Ieri l'ayatollah Ali Khamenei, leader supremo, ha dichiarato che la decisione dell'aumento del prezzo della benzina si basa sul parere di esperti e deve essere attuata. Khamenei ha anche accusato gli oppositori della Repubblica islamica e i nemici stranieri di «sabotaggio». L'Ayatollah ha incolpato «teppisti» e controrivoluzionari delle violenze in diverse città. «La controrivoluzione e i nemici dell'Iran hanno sempre sostenuto il sabotaggio e le violazioni della sicurezza e continuano a farlo», ha tuonato. Le proteste violente «non risolveranno niente, ma porteranno solo insicurezza», ha sottolineato, accusando l'ex famiglia reale dei Pahlavi e i «criminali» Mojaheddin del Popolo, gruppo armato che si oppone alla Repubblica islamica, di avere «incoraggiato» gli incidenti. Il presidente Hassan Rohani si allinea sulle posizioni di Khamenei e afferma che gli iraniani «hanno il diritto di protestare ma qualsiasi azione che crei insicurezza non sarà tollerata».

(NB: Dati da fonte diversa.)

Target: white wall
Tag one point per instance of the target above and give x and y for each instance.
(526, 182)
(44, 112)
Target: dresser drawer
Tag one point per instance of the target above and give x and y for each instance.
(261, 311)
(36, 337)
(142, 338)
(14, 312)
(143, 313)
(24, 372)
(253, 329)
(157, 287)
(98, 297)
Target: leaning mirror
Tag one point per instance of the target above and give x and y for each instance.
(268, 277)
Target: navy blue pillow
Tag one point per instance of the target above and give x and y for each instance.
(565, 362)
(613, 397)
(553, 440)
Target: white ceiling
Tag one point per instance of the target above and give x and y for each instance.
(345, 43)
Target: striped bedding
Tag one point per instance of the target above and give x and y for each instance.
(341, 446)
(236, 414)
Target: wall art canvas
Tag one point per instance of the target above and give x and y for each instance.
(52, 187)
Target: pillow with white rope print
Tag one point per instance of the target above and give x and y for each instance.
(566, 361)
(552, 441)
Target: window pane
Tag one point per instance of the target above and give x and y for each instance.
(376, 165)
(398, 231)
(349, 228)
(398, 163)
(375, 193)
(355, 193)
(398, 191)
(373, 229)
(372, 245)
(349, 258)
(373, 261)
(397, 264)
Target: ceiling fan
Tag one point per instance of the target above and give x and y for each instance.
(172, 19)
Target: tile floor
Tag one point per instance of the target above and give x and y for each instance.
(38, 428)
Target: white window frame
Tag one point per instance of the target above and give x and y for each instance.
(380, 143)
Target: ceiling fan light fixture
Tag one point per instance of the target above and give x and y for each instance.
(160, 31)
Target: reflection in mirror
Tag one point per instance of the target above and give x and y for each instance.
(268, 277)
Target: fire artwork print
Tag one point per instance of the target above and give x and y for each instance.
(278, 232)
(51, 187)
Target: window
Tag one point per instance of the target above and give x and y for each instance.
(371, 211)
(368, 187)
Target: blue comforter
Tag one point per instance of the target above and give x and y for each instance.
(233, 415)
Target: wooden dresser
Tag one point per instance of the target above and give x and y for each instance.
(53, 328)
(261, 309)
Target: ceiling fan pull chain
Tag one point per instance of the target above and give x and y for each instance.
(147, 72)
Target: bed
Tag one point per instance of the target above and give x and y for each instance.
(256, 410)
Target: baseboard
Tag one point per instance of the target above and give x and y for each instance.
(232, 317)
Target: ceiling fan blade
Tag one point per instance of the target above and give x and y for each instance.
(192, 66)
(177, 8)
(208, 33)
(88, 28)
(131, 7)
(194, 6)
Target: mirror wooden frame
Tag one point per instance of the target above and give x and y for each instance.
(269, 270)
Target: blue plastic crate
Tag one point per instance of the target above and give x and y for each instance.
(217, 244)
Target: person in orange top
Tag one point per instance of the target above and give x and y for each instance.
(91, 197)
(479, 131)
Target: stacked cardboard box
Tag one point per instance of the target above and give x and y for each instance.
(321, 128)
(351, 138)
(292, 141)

Ma le affermazioni dei leader hanno avuto l'effetto opposto, la protesta è esplosa ancora più forte. Il governo ha avvertito che ci sarà una risposta più dura se le azioni «illegali» continueranno. E la televisione statale iraniana ha accusato i «media ostili» di aver tentato di esagerare la portata dei disordini. Nel frattempo le autorità hanno bloccato Internet in tutto l'Iran nel tentativo di soffocare le proteste in circa due dozzine di città. I disordini sono un indubbio vantaggio per gli Stati Uniti. Washington ha cercato di infliggere un duro colpo all'economia del Paese dopo che il presidente Trump ha ritirato unilateralmente l'America dall'accordo nucleare del 2015. Il Segretario di Stato americano Mike Pompeo ha espresso infatti sostegno per le proteste. «Gli Stati Uniti sono con te», ha scritto su Twitter. Ma c'è anche chi lavora per la pace.
Dopo le frizioni nel Golfo Persico, diversi leader politici stanno cercando di spingere gli Stati Uniti e l'Iran verso un possibile nuovo accordo nucleare. Ma nessuna delle due parti sembra disposta a fare il primo passo.